II. Le prononcé est confirmé.
III. Les frais judiciaires de deuxième instance, arrêtés à 3'000 fr. (trois mille francs), sont mis à la charge de la recourante.
IV. La recourante H.________ SA doit verser à l’intimée C.________ la somme de 8'000 fr. (huit mille francs) à titre de dépens de deuxième instance.
V. L'arrêt est exécutoire.
La présidente : La greffière :
16J030
Du
L'arrêt qui précède, dont la rédaction a été approuvée à huis clos, est notifié, par l'envoi de photocopies, à :
La Cour des poursuites et faillites considère que la valeur litigieuse est de 20'303’253 francs.

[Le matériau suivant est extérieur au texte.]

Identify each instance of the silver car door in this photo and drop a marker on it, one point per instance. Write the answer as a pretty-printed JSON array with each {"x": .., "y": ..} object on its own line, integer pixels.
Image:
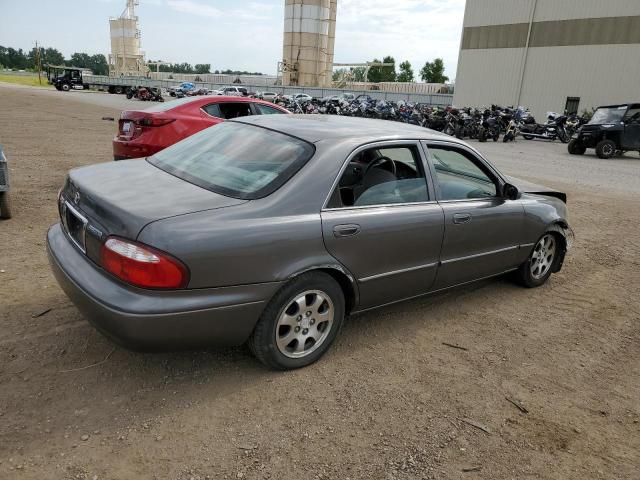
[
  {"x": 483, "y": 230},
  {"x": 389, "y": 237}
]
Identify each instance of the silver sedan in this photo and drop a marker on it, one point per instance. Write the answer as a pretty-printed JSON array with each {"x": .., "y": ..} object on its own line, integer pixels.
[{"x": 272, "y": 229}]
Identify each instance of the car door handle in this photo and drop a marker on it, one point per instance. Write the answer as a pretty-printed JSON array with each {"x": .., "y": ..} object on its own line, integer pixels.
[
  {"x": 348, "y": 230},
  {"x": 461, "y": 218}
]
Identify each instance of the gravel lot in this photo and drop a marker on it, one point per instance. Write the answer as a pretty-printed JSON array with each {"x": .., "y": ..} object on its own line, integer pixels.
[{"x": 389, "y": 401}]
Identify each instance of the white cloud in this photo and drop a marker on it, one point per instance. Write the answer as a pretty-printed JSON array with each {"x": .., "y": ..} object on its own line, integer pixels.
[
  {"x": 414, "y": 30},
  {"x": 189, "y": 6}
]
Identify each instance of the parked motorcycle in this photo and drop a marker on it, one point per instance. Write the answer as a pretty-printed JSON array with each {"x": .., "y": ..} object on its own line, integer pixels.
[
  {"x": 150, "y": 94},
  {"x": 554, "y": 128}
]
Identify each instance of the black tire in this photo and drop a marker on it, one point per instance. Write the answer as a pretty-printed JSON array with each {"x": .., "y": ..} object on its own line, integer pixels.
[
  {"x": 524, "y": 275},
  {"x": 563, "y": 136},
  {"x": 606, "y": 149},
  {"x": 263, "y": 339},
  {"x": 576, "y": 148},
  {"x": 5, "y": 205}
]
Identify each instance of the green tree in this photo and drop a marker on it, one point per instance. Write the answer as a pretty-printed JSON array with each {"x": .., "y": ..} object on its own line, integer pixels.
[
  {"x": 406, "y": 72},
  {"x": 433, "y": 72},
  {"x": 383, "y": 74}
]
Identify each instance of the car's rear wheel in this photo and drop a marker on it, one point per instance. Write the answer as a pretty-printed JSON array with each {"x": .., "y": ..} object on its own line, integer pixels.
[
  {"x": 5, "y": 205},
  {"x": 542, "y": 261},
  {"x": 606, "y": 149},
  {"x": 576, "y": 148},
  {"x": 300, "y": 322}
]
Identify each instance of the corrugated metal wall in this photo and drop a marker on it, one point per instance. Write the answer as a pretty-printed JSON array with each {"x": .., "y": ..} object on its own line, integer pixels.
[{"x": 598, "y": 73}]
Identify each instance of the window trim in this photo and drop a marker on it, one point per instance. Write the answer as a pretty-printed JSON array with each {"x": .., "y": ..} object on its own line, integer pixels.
[
  {"x": 476, "y": 158},
  {"x": 256, "y": 106},
  {"x": 208, "y": 114},
  {"x": 383, "y": 144}
]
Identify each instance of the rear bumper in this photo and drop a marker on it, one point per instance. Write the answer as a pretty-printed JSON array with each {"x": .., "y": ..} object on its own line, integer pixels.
[
  {"x": 123, "y": 149},
  {"x": 155, "y": 320}
]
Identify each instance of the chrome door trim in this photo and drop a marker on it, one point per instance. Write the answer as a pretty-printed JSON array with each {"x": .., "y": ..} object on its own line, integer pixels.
[
  {"x": 362, "y": 207},
  {"x": 396, "y": 272},
  {"x": 383, "y": 143},
  {"x": 431, "y": 292},
  {"x": 476, "y": 255}
]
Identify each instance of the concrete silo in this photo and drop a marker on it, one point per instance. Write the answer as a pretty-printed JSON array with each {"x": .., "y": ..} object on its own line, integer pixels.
[
  {"x": 126, "y": 58},
  {"x": 309, "y": 37}
]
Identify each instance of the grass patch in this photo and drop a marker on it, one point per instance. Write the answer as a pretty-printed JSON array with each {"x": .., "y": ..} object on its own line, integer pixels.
[{"x": 29, "y": 80}]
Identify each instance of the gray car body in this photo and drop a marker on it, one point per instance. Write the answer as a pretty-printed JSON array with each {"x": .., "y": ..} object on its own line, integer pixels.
[{"x": 239, "y": 252}]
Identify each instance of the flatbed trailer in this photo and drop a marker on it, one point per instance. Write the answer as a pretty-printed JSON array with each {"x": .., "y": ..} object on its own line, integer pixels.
[{"x": 65, "y": 78}]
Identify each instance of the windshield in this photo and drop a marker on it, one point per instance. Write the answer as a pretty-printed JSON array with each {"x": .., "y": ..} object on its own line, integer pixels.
[
  {"x": 608, "y": 115},
  {"x": 236, "y": 160}
]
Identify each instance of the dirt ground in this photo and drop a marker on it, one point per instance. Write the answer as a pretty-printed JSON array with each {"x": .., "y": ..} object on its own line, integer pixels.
[{"x": 389, "y": 401}]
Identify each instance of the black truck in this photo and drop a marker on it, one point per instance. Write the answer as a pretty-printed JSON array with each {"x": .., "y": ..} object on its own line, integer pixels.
[
  {"x": 613, "y": 129},
  {"x": 66, "y": 78}
]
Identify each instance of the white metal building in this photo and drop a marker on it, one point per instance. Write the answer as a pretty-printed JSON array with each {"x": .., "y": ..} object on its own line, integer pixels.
[{"x": 549, "y": 55}]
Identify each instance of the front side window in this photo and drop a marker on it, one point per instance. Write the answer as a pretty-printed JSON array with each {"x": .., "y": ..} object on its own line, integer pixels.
[
  {"x": 266, "y": 110},
  {"x": 381, "y": 176},
  {"x": 458, "y": 175},
  {"x": 608, "y": 115},
  {"x": 236, "y": 160}
]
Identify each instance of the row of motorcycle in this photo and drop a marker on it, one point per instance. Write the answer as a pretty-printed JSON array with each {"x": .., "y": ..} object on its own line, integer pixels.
[{"x": 475, "y": 123}]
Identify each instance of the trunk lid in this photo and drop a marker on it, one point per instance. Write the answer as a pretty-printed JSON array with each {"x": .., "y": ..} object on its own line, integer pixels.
[{"x": 120, "y": 198}]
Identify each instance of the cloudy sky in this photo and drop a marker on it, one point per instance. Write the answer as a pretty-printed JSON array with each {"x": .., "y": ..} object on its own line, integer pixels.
[{"x": 239, "y": 34}]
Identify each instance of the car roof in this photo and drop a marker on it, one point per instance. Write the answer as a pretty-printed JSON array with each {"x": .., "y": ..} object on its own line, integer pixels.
[
  {"x": 630, "y": 105},
  {"x": 315, "y": 128}
]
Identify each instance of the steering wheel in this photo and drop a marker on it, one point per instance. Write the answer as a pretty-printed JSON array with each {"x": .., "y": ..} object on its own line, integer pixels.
[{"x": 376, "y": 163}]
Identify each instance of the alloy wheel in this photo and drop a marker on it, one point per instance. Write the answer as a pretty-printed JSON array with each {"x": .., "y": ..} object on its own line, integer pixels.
[
  {"x": 304, "y": 324},
  {"x": 543, "y": 256}
]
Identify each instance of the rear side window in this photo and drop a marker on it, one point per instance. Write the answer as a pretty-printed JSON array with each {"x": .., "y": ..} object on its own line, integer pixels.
[
  {"x": 236, "y": 160},
  {"x": 458, "y": 175},
  {"x": 235, "y": 110},
  {"x": 266, "y": 110},
  {"x": 213, "y": 110}
]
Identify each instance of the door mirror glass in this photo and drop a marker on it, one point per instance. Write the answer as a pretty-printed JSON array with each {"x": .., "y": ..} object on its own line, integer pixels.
[{"x": 510, "y": 192}]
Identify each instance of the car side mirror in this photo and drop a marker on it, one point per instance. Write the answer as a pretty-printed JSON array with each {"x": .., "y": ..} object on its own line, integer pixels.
[{"x": 510, "y": 192}]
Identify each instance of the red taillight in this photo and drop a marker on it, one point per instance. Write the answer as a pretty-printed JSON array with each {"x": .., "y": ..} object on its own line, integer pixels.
[
  {"x": 154, "y": 121},
  {"x": 142, "y": 265}
]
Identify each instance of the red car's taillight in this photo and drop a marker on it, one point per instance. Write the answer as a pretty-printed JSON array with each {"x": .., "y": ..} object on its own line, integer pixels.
[
  {"x": 141, "y": 265},
  {"x": 154, "y": 121}
]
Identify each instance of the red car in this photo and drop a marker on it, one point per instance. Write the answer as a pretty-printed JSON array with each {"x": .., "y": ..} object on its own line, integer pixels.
[{"x": 142, "y": 133}]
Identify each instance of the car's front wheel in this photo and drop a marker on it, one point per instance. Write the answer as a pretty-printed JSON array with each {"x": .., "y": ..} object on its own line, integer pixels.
[
  {"x": 606, "y": 149},
  {"x": 542, "y": 261},
  {"x": 300, "y": 322}
]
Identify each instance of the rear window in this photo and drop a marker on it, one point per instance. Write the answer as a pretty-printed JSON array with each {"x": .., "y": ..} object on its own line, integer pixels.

Le présent arrêt peut faire l'objet d'un recours en matière civile devant le Tribunal fédéral au sens des art. 72 ss LTF (loi du 17 juin 2005 sur le Tribunal fédéral – RS 173.110), cas échéant d'un recours constitutionnel subsidiaire au sens des art. 113 ss LTF. Dans les affaires pécuniaires, le recours en matière civile n'est recevable que si la valeur litigieuse s'élève au moins à 15'000 fr. en matière de droit du travail et de droit du bail à loyer, au moins à 30'000 fr. dans les autres cas, à moins que la contestation ne soulève une question juridique de principe (art. 74 LTF). Ces recours doivent être déposés devant le Tribunal fédéral dans les trente jours qui suivent la présente notification (art. 100 al. 1 LTF).